Justin Timberlake Menderita Bronkitis, Peradangan di dalam Saluran Paru-paru

JAKARTA – Justin Timberlake diagnosis menderita bronkitis setelahnya merasakan tidak ada enak badan. Efeknya, ia harus menunda enam konsernya, termasuk di tempat banyak kota di tempat Amerika Serikat.
Di sedang jadwal Forget Tomorrow World Tour, Timberlake mengumumkan bahwa ia telah terjadi menjadwal ulang enam konsernya oleh sebab itu kesulitan kesehatan. Dia juga mengajukan permohonan maaf terhadap penggemar pasca merasa kurang sehat.
“Hai teman-teman – saya merasa tak enak badan di beberapa pertunjukan terakhir juga ternyata saya menderita bronkitis lalu radang tenggorokan,” tulis Justin Timberlake di tempat Instagram, diambil marca.
“Saya sangat menyesal mengungkapkan bahwa saya perlu menjadwal ulang beberapa pertunjukan berikutnya dari 23/10 hingga 2/11. Tanggal baru tercantum dalam atas.

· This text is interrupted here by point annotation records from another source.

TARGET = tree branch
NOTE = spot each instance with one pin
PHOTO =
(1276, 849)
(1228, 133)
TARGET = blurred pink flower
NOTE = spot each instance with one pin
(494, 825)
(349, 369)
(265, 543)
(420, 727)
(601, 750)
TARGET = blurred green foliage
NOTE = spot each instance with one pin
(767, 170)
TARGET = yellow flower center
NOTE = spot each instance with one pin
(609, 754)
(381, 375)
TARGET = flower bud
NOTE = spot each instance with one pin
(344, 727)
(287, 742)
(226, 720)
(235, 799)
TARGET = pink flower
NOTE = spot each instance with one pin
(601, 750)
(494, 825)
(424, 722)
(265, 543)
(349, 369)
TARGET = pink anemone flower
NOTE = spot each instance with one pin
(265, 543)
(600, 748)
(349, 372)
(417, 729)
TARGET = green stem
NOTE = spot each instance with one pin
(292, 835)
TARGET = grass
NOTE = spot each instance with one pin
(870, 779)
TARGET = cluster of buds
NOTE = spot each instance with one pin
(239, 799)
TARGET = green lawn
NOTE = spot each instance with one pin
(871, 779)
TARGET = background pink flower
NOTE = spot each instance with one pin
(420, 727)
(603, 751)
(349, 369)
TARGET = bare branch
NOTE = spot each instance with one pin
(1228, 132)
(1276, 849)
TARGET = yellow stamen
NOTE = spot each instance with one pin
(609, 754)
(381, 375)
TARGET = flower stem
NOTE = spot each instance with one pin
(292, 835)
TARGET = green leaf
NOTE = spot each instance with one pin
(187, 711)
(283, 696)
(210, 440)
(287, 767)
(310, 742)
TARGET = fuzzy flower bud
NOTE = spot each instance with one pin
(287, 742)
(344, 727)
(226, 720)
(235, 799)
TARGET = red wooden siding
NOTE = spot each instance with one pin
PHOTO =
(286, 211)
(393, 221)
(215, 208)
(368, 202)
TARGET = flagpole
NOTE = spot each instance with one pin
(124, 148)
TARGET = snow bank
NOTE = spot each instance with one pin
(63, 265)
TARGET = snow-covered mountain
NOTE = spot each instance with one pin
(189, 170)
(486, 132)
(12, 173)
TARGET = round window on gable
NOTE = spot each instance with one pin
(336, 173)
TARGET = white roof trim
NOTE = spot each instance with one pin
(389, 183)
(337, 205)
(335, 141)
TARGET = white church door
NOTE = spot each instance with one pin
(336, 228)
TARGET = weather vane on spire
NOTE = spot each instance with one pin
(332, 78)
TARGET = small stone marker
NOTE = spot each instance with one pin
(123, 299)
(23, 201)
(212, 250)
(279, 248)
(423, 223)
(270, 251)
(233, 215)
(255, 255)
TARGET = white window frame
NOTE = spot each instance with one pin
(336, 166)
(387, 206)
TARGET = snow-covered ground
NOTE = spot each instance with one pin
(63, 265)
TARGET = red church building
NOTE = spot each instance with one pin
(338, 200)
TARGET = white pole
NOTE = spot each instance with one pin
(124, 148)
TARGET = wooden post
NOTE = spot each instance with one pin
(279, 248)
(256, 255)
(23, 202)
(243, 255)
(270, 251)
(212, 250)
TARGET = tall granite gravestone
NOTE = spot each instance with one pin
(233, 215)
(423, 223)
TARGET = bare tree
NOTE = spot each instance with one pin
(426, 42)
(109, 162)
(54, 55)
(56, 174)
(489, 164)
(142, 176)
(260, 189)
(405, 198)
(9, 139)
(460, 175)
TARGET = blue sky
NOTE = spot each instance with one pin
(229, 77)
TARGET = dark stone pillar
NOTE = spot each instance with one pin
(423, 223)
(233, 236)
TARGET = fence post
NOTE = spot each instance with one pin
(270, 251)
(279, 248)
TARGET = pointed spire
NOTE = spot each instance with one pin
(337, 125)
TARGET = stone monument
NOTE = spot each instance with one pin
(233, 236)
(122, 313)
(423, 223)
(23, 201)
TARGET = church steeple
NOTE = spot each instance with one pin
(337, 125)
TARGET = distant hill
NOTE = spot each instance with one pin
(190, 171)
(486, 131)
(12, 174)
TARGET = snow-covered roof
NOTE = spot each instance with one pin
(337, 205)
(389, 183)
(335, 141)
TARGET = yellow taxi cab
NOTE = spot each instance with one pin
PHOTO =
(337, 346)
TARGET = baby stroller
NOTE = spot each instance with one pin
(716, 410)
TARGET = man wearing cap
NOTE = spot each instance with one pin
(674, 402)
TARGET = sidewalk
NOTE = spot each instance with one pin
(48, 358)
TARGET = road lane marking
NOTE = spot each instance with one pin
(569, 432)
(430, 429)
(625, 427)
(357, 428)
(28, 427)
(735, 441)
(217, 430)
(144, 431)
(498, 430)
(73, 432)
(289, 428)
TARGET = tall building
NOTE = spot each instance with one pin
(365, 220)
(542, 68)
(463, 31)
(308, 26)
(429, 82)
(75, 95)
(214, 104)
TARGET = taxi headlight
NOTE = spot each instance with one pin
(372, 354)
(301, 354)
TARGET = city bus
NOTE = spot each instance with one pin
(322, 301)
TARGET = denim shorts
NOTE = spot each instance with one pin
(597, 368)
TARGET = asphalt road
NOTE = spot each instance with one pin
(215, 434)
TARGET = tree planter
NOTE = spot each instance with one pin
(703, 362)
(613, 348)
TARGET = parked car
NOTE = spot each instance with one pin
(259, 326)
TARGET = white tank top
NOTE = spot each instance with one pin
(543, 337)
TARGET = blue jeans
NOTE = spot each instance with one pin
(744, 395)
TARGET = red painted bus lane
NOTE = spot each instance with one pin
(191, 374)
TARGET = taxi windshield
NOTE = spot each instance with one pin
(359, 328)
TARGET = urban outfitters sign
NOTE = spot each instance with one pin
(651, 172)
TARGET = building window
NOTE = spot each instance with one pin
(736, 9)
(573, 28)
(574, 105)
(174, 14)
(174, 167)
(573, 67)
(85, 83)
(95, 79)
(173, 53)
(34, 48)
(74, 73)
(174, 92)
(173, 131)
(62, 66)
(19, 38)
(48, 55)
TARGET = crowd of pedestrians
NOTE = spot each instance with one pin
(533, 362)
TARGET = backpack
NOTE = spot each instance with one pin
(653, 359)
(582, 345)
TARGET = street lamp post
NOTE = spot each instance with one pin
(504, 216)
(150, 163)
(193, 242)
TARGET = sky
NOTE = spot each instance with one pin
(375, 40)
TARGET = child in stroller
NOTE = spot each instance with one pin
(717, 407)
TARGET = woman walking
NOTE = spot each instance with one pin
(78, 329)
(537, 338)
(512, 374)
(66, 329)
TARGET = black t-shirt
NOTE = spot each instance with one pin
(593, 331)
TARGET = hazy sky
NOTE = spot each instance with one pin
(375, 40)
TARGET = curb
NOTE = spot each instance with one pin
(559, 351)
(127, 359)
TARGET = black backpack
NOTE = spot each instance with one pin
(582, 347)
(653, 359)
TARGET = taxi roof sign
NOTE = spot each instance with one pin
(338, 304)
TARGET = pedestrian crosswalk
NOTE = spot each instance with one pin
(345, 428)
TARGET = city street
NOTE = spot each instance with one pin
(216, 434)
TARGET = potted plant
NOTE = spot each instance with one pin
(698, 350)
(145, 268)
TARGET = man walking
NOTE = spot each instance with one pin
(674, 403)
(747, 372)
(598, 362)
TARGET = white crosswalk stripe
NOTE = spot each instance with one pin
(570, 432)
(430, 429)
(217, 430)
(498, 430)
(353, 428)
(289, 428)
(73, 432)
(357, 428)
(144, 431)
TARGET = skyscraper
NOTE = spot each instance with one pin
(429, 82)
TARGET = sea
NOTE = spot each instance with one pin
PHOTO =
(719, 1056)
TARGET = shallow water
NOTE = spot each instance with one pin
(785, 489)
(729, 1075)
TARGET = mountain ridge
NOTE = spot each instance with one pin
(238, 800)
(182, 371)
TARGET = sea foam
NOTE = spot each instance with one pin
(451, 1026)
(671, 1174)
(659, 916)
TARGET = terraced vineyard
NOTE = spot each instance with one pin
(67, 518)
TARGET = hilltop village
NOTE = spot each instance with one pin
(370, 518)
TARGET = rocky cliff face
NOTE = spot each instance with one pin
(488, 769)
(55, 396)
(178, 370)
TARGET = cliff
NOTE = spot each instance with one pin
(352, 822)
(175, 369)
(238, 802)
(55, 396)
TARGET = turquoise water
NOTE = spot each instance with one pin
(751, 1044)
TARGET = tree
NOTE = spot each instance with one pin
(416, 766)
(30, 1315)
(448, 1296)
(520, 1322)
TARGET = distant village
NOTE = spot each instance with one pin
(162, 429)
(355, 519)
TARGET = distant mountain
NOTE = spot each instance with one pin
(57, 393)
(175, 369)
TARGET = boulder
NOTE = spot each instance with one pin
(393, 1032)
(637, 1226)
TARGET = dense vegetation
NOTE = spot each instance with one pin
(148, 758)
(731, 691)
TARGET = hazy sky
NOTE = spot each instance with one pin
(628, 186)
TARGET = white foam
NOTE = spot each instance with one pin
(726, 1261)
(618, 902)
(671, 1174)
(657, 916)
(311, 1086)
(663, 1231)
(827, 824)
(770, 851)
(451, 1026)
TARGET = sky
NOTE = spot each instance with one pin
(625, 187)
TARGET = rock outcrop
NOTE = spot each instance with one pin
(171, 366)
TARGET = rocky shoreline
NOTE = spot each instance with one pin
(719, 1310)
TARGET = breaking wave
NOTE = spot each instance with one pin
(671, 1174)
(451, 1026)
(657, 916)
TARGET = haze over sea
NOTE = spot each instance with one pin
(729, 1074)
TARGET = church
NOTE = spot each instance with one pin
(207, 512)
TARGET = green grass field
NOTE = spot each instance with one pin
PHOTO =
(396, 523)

Terima kasih berhadapan dengan pengertian Anda – saya akan menebusnya,” tulis Justin Timberlake lagi.
Bronkitis sendiri merupakan peradangan saluran udara di tempat paru-paru serta biasanya disebabkan oleh infeksi.
Dikutip NHS, gejalanya dapat meliputi batuk serta nyeri dada terkait, sesak napas, serta suhu tinggi. Ditambahkan pula bahwa bronkitis “biasanya sembuh tanpa pengobatan” di beberapa minggu.
Demikian, radang tenggorokan. Penyakit ini terjadi ketika kotak pengumuman atau pita kata-kata dalam tenggorokan teriritasi atau bengkak.
Ditambahkan pula bahwa pendapat serak serta kehilangan kata-kata adalah gejala potensial serta menyatakan bahwa itu “biasanya hilang dengan sendirinya” setelahnya beberapa minggu, seperti bronkitis.
Tur Global Forget Tomorrow Justin Timberlake dibuka pada April lalu, dalam mana pertunjukan pertama dilakukan pada Kanada. Saat ini, ia dijadwalkan mengunjungi sebagian tempat, termasuk Brasil, Norwegia, Inggris dan juga Irlandia Utara sebelum ditutup pada Juli tahun depan.